Déjeuners au Harvey's. "Il se passe quoi aux Affaires étrangères ?". "Chez vous, qui est-ce qui va à la conférence ?" Et il leur répétait tout dans ses rapports. Oui, proches, on peut le dire.
"_ Il s'est porté garant pour vous.
_ Garant pour moi ?
_ Auprès du Service. Quand il a fait demande pour votre venue. Alors c'est important, vous comprenez, rien de suspect vous concernant. Même une promenade innocente...
_ Garant pour moi, comment cela ?
_ Votre raison pour venir. Le travail éditorial.
_ Pourquoi est-ce que je serais venu sinon ?"
Vassilchikov haussa les épaules.
"_ Vous êtes dans l'OSS, oui ? Parfois un agent est réactivé. Quand l'occasion se présente. Le camarade Weeks était agent précieux. Peut-être le plus précieux. Un grand problème pour les Américains.
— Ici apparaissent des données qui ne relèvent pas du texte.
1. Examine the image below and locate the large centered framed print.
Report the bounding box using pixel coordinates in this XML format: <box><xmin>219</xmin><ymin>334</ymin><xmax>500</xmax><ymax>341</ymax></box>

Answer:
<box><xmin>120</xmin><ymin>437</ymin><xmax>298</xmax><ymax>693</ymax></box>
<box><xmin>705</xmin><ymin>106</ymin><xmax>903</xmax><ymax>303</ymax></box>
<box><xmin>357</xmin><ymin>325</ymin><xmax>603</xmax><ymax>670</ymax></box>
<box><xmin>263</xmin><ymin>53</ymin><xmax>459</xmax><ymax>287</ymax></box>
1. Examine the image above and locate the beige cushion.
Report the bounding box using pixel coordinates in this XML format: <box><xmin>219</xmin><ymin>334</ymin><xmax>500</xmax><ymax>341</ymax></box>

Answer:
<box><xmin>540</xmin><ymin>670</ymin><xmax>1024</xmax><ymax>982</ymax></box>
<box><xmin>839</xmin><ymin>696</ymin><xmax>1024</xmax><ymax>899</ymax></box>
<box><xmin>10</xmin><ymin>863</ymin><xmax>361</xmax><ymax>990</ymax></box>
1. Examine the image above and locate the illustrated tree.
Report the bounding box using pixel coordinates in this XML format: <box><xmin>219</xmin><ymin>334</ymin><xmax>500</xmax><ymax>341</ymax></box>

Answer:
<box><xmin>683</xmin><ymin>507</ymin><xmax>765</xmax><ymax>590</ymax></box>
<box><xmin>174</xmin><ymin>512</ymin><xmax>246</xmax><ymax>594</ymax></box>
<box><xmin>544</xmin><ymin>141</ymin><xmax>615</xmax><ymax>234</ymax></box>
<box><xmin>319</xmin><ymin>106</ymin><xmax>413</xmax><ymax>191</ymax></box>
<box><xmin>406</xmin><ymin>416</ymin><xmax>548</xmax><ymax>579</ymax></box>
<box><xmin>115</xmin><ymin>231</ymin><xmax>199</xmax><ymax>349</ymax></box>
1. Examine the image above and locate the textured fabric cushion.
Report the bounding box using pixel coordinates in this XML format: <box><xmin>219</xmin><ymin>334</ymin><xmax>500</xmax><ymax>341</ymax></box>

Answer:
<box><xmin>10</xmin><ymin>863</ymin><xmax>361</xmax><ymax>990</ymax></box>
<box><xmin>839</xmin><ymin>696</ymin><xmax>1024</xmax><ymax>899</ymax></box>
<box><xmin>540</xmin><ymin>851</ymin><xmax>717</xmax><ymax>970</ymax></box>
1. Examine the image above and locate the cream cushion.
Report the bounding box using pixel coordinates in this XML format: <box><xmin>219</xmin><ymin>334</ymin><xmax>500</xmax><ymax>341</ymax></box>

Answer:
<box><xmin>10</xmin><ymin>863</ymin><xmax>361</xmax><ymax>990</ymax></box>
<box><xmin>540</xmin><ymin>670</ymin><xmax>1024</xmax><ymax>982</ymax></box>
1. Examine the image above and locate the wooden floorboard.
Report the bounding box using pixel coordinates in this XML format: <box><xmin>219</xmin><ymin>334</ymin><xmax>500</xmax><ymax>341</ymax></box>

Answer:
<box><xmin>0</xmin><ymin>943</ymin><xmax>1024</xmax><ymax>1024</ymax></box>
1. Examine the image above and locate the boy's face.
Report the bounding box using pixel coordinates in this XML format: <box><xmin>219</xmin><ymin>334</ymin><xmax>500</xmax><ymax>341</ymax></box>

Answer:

_ Ils croient que je suis là pour le buter ? demanda Simon, prêt à éclater de rire. Je suis ici pour le rendre célèbre." Puis, à moitié pour lui-même : "Je ne suis toujours pas sûr de savoir pourquoi, d'ailleurs.
_ Des frères, lui dit Vassilchikov très vite. Le camarade Weeks était sûr que vous viendriez..."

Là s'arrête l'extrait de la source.